I'm writing some tests with Selenium and noticed, that Referer is missing from the headers. I wrote the following minimal example to test this with https://httpbin.org/headers:
import selenium.webdriver
options = selenium.webdriver.FirefoxOptions()
options.add_argument('--headless')
profile = selenium.webdriver.FirefoxProfile()
profile.set_preference('devtools.jsonview.enabled', False)
driver = selenium.webdriver.Firefox(firefox_options=options, firefox_profile=profile)
wait = selenium.webdriver.support.ui.WebDriverWait(driver, 10)
driver.get('http://www.python.org')
assert 'Python' in driver.title
url = 'https://httpbin.org/headers'
driver.execute_script('window.location.href = "{}";'.format(url))
wait.until(lambda driver: driver.current_url == url)
print(driver.page_source)
driver.close()
Which prints:
<html><head><link rel="alternate stylesheet" type="text/css" href="resource://content-accessible/plaintext.css" title="Wrap Long Lines"></head><body><pre>{
"headers": {
"Accept": "text/html,application/xhtml+xml,application/xml;q=0.9,*/*;q=0.8",
"Accept-Encoding": "gzip, deflate, br",
"Accept-Language": "en-US,en;q=0.5",
"Connection": "close",
"Host": "httpbin.org",
"Upgrade-Insecure-Requests": "1",
"User-Agent": "Mozilla/5.0 (X11; Ubuntu; Linux x86_64; rv:64.0) Gecko/20100101 Firefox/64.0"
}
}
</pre></body></html>
So there is no Referer.

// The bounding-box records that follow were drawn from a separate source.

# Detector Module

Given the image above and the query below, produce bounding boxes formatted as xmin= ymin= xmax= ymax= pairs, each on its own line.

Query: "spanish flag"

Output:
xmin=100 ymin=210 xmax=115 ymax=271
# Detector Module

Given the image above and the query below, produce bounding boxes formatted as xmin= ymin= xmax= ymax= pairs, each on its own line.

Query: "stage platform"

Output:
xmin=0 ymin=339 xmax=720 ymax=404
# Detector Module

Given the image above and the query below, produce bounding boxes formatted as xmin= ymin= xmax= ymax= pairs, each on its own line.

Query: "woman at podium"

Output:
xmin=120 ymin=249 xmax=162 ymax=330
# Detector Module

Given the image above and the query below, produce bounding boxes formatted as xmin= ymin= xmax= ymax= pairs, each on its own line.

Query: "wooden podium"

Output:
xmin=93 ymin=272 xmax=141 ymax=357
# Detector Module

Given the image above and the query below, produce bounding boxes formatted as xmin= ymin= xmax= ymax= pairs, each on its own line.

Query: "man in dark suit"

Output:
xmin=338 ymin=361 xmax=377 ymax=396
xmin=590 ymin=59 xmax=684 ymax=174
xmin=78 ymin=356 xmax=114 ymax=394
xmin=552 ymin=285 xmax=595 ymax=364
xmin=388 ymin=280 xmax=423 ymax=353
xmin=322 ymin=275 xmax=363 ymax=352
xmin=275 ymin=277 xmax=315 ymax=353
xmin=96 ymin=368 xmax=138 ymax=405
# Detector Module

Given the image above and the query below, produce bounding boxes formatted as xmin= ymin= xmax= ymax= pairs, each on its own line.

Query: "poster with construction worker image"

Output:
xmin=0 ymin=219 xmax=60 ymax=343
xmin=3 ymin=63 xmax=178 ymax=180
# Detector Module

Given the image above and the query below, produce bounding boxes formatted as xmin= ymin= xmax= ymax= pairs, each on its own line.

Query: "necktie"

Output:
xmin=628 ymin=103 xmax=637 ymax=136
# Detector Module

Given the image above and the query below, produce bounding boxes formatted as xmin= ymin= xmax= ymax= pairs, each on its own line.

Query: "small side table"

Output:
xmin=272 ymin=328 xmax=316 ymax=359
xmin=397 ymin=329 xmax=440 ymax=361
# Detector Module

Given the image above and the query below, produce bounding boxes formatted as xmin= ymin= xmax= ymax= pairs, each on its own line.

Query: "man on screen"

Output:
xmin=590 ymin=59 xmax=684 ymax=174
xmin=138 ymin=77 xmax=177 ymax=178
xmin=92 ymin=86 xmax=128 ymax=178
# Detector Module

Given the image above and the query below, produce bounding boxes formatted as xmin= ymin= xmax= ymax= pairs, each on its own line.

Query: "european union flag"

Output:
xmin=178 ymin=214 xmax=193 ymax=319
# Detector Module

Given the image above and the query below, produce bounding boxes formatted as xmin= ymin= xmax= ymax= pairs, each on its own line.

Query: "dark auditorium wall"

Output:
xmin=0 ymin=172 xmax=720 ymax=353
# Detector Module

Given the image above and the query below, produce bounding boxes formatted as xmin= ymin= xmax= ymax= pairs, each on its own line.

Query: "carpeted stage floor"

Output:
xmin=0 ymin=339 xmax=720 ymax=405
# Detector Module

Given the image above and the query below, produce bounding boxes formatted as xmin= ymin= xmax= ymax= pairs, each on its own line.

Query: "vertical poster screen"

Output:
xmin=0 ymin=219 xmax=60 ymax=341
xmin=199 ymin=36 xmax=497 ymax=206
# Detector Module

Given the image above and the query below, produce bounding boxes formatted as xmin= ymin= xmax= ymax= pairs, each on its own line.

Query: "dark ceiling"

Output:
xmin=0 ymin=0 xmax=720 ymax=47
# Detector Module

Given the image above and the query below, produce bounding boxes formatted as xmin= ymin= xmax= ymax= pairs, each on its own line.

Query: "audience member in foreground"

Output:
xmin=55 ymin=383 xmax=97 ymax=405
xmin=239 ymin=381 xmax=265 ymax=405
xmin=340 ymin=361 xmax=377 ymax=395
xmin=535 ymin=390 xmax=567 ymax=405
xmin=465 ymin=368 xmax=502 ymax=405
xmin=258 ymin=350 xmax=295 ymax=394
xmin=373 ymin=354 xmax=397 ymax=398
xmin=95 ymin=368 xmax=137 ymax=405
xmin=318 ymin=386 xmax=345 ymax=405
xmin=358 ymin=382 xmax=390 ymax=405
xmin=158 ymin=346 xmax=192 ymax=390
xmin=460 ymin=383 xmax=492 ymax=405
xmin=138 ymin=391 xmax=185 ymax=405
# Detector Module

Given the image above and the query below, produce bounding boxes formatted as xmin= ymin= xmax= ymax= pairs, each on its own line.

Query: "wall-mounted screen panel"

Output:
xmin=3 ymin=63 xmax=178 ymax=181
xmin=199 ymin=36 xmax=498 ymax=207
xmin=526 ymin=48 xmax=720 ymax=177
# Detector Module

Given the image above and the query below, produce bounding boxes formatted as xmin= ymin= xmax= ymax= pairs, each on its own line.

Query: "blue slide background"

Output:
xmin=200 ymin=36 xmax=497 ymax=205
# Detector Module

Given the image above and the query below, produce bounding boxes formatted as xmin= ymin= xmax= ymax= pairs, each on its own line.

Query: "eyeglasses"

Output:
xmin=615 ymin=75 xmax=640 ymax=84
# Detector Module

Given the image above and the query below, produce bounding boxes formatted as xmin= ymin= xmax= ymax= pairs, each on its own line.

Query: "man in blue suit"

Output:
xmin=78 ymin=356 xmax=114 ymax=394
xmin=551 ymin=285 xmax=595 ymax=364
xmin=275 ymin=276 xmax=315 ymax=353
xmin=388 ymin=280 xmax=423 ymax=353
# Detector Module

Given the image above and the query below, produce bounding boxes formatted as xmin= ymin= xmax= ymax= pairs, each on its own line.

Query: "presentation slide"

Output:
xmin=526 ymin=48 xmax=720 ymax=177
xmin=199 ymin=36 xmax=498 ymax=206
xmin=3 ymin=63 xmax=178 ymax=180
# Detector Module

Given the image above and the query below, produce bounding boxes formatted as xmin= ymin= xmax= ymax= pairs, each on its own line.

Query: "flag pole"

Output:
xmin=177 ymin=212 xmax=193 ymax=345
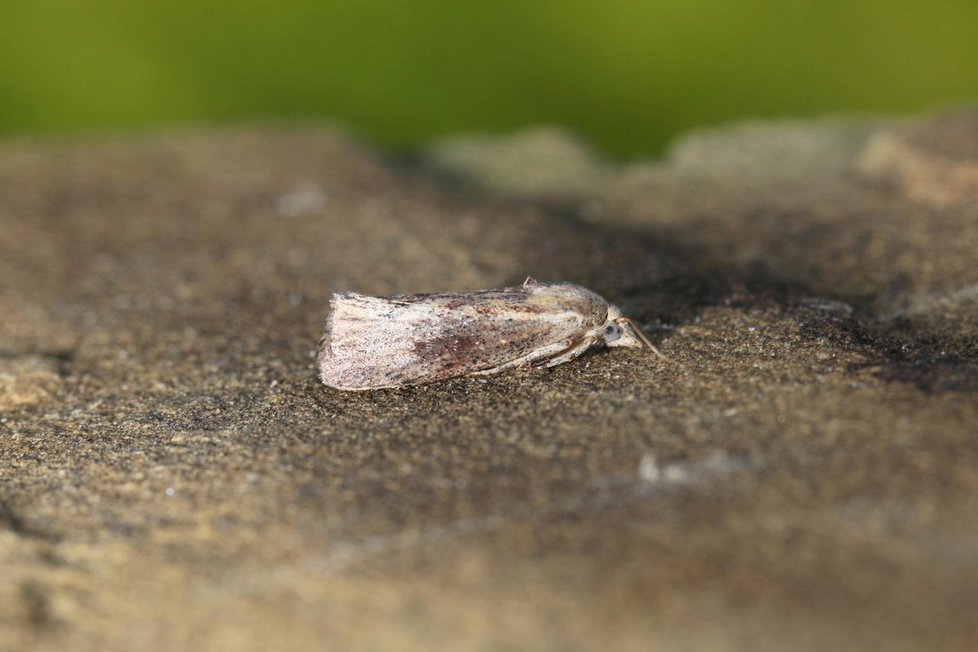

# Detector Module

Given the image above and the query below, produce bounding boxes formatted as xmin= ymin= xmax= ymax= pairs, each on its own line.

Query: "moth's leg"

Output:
xmin=468 ymin=342 xmax=567 ymax=376
xmin=540 ymin=338 xmax=594 ymax=367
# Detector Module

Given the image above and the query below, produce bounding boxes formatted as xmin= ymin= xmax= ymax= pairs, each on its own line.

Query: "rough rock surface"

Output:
xmin=0 ymin=110 xmax=978 ymax=650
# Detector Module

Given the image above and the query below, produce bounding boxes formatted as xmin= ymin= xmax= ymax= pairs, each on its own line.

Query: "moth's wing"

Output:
xmin=318 ymin=286 xmax=591 ymax=389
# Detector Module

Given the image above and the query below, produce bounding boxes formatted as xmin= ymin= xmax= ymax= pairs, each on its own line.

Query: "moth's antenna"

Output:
xmin=617 ymin=317 xmax=678 ymax=364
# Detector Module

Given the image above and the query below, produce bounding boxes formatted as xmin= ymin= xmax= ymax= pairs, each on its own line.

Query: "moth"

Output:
xmin=317 ymin=278 xmax=664 ymax=390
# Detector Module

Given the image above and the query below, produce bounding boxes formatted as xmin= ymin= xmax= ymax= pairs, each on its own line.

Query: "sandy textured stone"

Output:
xmin=0 ymin=111 xmax=978 ymax=651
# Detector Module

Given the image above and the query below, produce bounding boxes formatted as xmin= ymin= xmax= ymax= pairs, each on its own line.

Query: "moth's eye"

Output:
xmin=604 ymin=321 xmax=621 ymax=342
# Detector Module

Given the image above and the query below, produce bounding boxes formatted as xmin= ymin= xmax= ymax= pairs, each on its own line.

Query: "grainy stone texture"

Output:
xmin=0 ymin=110 xmax=978 ymax=651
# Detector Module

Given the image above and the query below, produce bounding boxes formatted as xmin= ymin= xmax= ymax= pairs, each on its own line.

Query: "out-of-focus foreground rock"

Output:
xmin=0 ymin=110 xmax=978 ymax=651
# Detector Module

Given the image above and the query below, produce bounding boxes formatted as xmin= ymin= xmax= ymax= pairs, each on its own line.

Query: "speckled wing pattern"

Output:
xmin=318 ymin=280 xmax=608 ymax=389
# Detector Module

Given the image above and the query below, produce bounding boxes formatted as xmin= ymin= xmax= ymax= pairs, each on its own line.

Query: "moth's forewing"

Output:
xmin=318 ymin=283 xmax=608 ymax=389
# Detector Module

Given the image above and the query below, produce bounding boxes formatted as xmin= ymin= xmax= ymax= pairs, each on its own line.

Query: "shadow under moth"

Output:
xmin=317 ymin=278 xmax=664 ymax=390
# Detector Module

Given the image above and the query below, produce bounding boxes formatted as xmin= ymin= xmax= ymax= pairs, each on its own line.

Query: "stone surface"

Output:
xmin=0 ymin=110 xmax=978 ymax=650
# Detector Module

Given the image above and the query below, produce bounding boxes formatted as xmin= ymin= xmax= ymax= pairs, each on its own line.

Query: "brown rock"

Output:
xmin=0 ymin=114 xmax=978 ymax=651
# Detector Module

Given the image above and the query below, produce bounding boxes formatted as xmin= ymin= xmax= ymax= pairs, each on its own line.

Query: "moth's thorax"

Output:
xmin=525 ymin=283 xmax=617 ymax=328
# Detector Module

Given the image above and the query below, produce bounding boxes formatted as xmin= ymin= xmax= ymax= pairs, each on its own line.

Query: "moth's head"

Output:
xmin=601 ymin=306 xmax=643 ymax=348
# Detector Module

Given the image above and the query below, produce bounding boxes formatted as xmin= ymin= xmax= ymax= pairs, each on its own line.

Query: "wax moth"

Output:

However, if I browse to any page and manually execute
window.location.href = "https://httpbin.org/headers"
in the Firefox console, Referer does appear as expected.
As pointed out in the comments below, when using
driver.get("javascript: window.location.href = '{}'".format(url))
instead of
driver.execute_script("window.location.href = '{}';".format(url))
the request does include Referer. Also, when using Chrome instead of Firefox, both methods include Referer.
So the main question still stands: Why is Referer missing in the request when sent with Firefox as described above?
Referer as per the MDN documentation
The Referer request header contains the address of the previous web page from which a link to the currently requested page was followed. The Referer header allows servers to identify where people are visiting them from and may use that data for analytics, logging, or optimized caching, for example.
Important: Although this header has many innocent uses it can have undesirable consequences for user security and privacy.
Source: https://developer.mozilla.org/en-US/docs/Web/HTTP/Headers/Referer
However:
A Referer header is not sent by browsers if:
The referring resource is a local "file" or "data" URI.
An unsecured HTTP request is used and the referring page was received with a secure protocol (HTTPS).
Source: https://developer.mozilla.org/en-US/docs/Web/HTTP/Headers/Referer
Privacy and security concerns
There are some privacy and security risks associated with the Referer HTTP header:
The Referer header contains the address of the previous web page from which a link to the currently requested page was followed, which can be further used for analytics, logging, or optimized caching.
Source: https://developer.mozilla.org/en-US/docs/Web/Security/Referer_header:_privacy_and_security_concerns#The_referrer_problem
Addressing the security concerns
From the Referer header perspective majority of security risks can be mitigated following the steps:
Referrer-Policy: Using the Referrer-Policy header on your server to control what information is sent through the Referer header. Again, a directive of no-referrer would omit the Referer header entirely.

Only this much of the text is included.